Gray alder – seraya alder

Gray alder (Alnus incana); white alder; alder seraya


A monoecious plant of the birch family. A tree 5–15 m tall or a shrub. Young branches are pubescent, non-sticky. The leaves are ovate-elliptic or ovate-rounded, with a rounded or heart-shaped base, a sharp apex, serrate on the edge; young – densely pubescent on both sides, developed – smooth on top, pubescent, gray below. Pistillate earrings – 3–8 on a common branch, except for the terminal one, sessile. The fruit is a one-seeded nut. Blooms in April. Fruits ripen in September – October.

Spread. It occurs in Transcarpathia, in the Carpathians, in Prikarpattia, in Polissia, and occasionally in the Right Bank Forest-Steppe on swampy forest edges, in marshes, near river banks.

Procurement and storage . Cones (Fructus Alni), young bark and fresh leaves are used. Cones are collected in autumn and winter. Dry under a tent, in the attic or in dryers at a temperature of 50–60°. 40% of dry raw materials are obtained. The shelf life is 4 years. Cones are dispensed by pharmacies. In folk medicine, the bark of young branches (Cortex Alni) and leaves (Folia Alni) are used fresh. The bark is harvested in the spring. Dry bark is stored for 4 years without losing its medicinal properties.

Chemical composition . Cones contain tannins (including up to 2.5% tannin), free gallic acid and flavonoids; leaves – hyperoside, quercitrin, organic acids; bark – tannins and triterpenoids.

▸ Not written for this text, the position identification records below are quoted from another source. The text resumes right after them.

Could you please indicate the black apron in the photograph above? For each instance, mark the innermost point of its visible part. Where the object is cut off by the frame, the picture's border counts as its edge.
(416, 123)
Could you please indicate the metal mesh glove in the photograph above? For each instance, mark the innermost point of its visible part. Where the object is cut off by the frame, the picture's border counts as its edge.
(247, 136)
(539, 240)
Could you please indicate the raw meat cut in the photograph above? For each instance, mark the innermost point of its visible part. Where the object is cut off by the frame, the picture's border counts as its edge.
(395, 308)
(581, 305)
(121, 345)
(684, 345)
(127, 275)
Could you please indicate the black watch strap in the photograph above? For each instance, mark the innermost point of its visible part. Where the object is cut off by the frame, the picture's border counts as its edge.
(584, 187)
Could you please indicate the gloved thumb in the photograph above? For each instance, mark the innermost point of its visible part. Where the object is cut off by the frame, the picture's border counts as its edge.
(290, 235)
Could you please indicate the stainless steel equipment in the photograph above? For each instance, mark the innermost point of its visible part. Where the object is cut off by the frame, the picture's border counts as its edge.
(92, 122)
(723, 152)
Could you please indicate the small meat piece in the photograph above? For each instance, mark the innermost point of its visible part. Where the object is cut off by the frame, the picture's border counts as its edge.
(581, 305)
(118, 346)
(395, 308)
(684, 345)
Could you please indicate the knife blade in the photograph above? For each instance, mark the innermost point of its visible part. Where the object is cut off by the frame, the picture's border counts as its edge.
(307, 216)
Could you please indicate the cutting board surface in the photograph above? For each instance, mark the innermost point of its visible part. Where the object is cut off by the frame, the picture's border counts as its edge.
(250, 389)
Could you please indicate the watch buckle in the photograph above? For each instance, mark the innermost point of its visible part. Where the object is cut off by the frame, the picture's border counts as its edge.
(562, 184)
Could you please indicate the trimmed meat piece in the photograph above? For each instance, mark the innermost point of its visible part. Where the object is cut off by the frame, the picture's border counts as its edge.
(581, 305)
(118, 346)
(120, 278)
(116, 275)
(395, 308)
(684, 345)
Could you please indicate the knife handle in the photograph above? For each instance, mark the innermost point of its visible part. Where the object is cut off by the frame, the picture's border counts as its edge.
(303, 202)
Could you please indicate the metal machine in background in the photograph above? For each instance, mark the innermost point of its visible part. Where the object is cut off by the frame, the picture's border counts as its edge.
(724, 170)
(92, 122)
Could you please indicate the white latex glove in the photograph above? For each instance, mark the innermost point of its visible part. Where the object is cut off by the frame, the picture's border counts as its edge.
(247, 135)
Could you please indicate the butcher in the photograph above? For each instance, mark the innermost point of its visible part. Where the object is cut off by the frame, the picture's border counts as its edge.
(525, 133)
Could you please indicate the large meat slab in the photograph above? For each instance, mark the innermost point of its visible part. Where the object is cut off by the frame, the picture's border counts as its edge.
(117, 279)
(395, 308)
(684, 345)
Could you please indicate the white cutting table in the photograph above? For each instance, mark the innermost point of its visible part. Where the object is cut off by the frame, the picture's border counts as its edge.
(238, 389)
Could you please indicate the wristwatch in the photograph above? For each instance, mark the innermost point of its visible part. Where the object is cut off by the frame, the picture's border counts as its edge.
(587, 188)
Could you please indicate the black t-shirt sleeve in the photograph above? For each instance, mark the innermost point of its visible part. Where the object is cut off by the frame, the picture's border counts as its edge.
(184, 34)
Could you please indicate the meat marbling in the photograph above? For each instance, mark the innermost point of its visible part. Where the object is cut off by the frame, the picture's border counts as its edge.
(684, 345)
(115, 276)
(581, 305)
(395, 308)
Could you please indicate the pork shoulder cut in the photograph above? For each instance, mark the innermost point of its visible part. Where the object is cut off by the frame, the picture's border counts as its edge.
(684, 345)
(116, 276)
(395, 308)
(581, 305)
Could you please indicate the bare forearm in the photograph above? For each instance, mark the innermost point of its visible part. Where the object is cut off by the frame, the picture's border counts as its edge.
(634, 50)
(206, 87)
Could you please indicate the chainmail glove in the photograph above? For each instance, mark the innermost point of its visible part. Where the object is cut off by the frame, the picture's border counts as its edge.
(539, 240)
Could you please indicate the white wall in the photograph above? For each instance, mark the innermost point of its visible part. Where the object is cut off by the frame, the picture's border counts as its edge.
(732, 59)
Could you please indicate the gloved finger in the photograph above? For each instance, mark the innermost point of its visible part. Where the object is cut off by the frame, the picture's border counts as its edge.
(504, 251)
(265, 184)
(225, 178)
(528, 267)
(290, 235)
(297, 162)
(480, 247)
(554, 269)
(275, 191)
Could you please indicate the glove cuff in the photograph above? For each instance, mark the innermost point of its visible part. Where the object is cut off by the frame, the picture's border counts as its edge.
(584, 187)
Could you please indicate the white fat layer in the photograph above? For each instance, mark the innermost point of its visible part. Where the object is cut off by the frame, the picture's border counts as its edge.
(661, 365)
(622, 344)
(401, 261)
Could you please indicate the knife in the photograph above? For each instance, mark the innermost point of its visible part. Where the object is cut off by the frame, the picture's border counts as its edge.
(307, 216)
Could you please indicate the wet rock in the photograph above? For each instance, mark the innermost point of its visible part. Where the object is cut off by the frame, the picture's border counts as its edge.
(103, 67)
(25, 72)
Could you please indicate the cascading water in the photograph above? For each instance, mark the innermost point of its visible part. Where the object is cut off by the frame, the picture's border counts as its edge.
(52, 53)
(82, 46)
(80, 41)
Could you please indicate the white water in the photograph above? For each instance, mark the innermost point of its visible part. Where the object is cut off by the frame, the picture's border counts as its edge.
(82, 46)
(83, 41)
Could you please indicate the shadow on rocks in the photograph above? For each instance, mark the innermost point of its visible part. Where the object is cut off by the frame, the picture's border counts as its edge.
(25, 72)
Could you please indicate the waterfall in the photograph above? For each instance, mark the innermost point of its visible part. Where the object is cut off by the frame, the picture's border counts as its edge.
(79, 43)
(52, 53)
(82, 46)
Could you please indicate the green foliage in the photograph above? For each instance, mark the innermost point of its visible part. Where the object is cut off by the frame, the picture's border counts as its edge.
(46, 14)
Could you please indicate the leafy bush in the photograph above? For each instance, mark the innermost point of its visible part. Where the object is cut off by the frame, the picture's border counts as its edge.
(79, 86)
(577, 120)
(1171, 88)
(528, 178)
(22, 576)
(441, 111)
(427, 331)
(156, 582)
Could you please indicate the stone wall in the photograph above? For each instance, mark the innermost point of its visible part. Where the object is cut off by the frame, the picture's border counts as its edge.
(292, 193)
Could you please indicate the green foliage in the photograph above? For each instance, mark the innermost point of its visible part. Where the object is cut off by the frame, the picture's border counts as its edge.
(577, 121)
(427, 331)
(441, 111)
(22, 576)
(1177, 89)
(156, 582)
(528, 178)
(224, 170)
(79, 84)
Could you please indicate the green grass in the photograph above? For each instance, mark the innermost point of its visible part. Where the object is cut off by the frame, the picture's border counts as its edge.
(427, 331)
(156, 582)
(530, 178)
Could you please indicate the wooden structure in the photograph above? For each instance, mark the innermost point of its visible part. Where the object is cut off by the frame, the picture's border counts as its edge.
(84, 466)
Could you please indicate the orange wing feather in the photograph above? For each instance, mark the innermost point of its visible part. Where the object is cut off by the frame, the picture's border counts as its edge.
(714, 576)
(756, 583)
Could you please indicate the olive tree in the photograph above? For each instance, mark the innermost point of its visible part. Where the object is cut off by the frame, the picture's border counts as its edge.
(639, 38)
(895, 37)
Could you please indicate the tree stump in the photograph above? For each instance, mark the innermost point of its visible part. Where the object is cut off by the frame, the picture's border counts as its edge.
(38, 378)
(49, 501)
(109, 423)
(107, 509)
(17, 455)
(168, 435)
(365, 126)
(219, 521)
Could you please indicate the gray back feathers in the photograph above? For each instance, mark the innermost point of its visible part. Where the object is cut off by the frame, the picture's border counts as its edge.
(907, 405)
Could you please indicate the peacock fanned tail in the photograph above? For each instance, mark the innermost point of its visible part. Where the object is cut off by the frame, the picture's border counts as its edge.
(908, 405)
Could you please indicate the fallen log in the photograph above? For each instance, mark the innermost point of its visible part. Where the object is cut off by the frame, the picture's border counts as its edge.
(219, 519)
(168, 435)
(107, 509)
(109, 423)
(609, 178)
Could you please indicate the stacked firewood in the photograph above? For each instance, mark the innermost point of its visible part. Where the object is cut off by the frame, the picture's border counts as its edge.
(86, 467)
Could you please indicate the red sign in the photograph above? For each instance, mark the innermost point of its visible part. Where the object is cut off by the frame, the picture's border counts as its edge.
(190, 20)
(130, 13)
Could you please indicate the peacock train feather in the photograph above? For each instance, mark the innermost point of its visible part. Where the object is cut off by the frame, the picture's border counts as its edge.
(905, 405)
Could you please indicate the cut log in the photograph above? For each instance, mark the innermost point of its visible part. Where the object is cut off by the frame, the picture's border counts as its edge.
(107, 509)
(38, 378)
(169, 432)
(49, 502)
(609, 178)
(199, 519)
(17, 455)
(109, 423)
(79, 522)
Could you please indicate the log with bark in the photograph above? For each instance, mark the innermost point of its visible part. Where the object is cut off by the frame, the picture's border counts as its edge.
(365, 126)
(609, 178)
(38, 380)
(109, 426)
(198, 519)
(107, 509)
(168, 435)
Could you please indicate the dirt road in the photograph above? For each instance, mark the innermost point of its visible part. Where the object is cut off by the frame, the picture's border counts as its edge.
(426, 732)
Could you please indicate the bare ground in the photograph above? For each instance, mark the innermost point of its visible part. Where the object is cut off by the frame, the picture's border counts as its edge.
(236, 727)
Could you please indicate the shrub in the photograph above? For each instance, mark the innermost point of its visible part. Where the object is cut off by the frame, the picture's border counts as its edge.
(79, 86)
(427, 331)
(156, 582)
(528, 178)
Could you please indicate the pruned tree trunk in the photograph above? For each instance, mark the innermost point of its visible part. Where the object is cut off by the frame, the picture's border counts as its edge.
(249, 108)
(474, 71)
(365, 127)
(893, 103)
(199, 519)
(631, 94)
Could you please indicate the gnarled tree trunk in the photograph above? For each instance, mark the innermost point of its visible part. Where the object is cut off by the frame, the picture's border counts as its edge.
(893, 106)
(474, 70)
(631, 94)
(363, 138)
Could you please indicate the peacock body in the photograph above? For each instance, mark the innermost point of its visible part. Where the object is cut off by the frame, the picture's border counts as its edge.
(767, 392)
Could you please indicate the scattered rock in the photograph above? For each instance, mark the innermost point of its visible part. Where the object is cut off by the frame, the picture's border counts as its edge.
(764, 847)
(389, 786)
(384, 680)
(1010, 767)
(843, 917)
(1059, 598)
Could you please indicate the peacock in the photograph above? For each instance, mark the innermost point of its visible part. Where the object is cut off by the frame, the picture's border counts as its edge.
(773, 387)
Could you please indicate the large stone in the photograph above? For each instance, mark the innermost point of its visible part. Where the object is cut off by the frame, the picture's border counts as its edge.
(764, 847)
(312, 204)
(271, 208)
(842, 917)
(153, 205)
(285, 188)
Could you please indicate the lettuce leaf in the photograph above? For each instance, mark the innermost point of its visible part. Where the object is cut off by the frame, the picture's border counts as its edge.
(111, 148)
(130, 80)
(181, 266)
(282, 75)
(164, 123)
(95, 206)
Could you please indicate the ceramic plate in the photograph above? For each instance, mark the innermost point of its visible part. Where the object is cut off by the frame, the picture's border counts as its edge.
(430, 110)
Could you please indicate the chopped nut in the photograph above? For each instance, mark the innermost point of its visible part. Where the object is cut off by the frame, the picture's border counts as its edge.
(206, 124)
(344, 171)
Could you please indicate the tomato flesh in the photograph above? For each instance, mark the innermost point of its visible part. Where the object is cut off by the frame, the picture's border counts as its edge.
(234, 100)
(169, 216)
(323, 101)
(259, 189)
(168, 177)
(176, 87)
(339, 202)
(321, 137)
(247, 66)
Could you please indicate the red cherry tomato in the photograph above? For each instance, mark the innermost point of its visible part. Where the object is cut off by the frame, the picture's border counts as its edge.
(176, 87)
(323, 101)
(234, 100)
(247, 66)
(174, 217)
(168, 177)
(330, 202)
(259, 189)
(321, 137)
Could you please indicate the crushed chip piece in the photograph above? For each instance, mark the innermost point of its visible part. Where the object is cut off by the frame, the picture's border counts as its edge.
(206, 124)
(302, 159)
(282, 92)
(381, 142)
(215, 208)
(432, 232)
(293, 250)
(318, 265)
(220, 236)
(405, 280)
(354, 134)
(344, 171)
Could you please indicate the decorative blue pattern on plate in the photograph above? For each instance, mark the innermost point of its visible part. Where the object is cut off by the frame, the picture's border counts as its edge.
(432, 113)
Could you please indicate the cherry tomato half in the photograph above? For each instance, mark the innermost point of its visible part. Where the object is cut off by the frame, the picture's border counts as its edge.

Pharmacological properties and use . Alder fruit has astringent, disinfectant, anti-inflammatory, desensitizing and hemostatic properties. In scientific medicine, the infusion or tincture of the fruit is used for gastrointestinal diseases (enteritis, dyspepsia, enterocolitis, chronic colitis, dysentery, peptic ulcer disease of the stomach and duodenum), rheumatic polyarthritis and colds. In gynecological practice, an infusion of bark or suppositories is used for uterine bleeding of various origins, uterine fibroids with hemorrhagic syndrome against the background of inflammatory diseases of the genital organs. Leaves and bark of plants are also used in folk medicine. A decoction of the leaves is used internally as a diaphoretic agent for colds, malaria, gout, and polyarthritis.

Externally, an infusion of the bark or fresh leaves is used for rinsing and lotions in the treatment of sore throats, wounds and ulcers. To relieve the feeling of tiredness in the legs after a long walk, take baths with a decoction of leaves.

Medicinal forms and applications . Internally – tincture (1 part of the plant to 5 parts of vodka) 25-30 drops 3 times a day (ready-made tincture is sold in pharmacies);

dry extract of alder fruit (Extractum fructuum Alni) 0.5–0.6 g 3–6 times a day;

infusion of the fruit (10 g per 200 ml of boiling water) 1/2–1/3 cup 2–3 times a day;

bark decoction (15 g per 200 ml of boiling water) 1 tablespoon 3-4 times a day.